ミュージカル『NINE』再観劇
劇場で2回(一階前方&後方)+配信で1回。
上手い具合にリトルグイドを3人全員見られました。
休憩中に後ろの席の女性たちが「判りにくい」「難しい」と口にしていたけど、
私は1980年代の日生で上演されたものを見た時まだ10代の学生でしたが、まるで難解だと思わなかったのですよね。
ルヴォー版ももちろんです。
逆に映画版は判りづらい、入り込みづらいと感じました。
過去版を見ているという先入観が邪魔をしているので、今回の藤田演出版が難解かどうかは自分は判断出来ません。
ただそんなに難しい作品だっけ?と疑問でした。
今回はコロッセオのようなセット、ダイナミックな廻り舞台、多言語にスクリーンと、過去版とはまた違った格好良い演出の舞台となっていた。

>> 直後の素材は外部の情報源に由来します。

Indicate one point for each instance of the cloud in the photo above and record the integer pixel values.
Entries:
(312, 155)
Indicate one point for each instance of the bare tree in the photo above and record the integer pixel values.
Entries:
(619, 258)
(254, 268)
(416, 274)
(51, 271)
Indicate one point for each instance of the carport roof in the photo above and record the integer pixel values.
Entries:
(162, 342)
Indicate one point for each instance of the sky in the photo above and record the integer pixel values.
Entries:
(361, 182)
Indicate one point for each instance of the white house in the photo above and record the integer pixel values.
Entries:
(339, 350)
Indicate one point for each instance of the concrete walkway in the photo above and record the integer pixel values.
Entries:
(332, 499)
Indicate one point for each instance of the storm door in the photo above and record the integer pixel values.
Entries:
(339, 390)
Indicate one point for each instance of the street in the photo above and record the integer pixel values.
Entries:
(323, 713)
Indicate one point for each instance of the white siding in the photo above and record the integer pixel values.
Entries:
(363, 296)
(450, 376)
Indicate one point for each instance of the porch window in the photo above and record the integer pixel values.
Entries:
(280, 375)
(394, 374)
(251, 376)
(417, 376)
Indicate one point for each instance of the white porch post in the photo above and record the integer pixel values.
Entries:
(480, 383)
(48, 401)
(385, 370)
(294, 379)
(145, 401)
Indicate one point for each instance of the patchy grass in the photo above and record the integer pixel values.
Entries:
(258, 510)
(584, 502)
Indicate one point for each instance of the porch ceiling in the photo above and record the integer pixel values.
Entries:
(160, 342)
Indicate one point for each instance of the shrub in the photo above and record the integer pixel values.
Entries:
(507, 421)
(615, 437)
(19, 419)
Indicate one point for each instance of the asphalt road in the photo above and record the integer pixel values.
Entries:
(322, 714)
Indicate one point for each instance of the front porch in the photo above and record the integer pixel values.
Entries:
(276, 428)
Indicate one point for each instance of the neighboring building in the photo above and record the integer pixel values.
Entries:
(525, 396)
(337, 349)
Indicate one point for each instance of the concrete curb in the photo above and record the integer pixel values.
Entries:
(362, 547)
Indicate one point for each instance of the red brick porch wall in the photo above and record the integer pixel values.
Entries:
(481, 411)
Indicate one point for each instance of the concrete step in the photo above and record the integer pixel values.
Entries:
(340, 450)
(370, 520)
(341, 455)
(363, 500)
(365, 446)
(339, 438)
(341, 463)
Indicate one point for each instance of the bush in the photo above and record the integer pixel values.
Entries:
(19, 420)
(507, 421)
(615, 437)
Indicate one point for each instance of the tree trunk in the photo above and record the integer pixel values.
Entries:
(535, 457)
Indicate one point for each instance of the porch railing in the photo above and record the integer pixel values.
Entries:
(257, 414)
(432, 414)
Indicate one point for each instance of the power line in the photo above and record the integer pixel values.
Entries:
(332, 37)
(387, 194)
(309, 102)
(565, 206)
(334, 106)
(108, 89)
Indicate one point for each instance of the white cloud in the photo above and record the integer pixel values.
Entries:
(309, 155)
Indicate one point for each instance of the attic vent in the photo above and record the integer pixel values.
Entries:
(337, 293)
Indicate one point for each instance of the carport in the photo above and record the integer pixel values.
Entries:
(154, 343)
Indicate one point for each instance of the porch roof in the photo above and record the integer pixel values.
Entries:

ただ手法の面白さの方に目がいってしまい、各役柄の魅力、関係性が物足りないと、自分は感じた。
もっともっと女性陣が魅力的で個性的で、みな深くグイトを愛して欲しい。
グイドと各女性陣との関係性が物足りないのだ。
役者さん皆さん上手いのだけど、何だか薄味。
この辺り、密な稽古が出来ない状況なのかとも思う。
ただママとグイドの関係は、濃く押し出されていた。
それとアンサンブルさん含め、みな女優さんが綺麗すぎる。
すらりとした人ばかりで、それはそれで素敵なのだけど、過去版は身長も体型もバラエティにとんでいた。
夢のような舞台を目指したのかとも思うが、個性という点では寂しい。
例えばサラギーナ。
歌も芝居も非常に上手い。聞き惚れた。
でも役の造形が綺麗すぎて、背徳感が薄い。
過去のサラギーナと違う路線にしたかったのか。でもそこはあえて変える所なのか。
従来通りの豊満なビジュアルの女性の方が、猥雑で背徳感のある場面になると思うのだか。
(映画版もキレイな女優さんで、上手いのだけどなんか違うと思った記憶)
そして「Be Italian 」が舞台の奥て展開されるので、客席から遠い。
カルラも何だか健康的。
全体的に配信で見た方が、スクリーンや舞台の造りがよく判って楽しめた。
それとすみれさんの台詞はどうにかならないのか。
さすがに何年も日本の舞台に立っているのだから、もう少し日本語の台詞を頑張ってほしい。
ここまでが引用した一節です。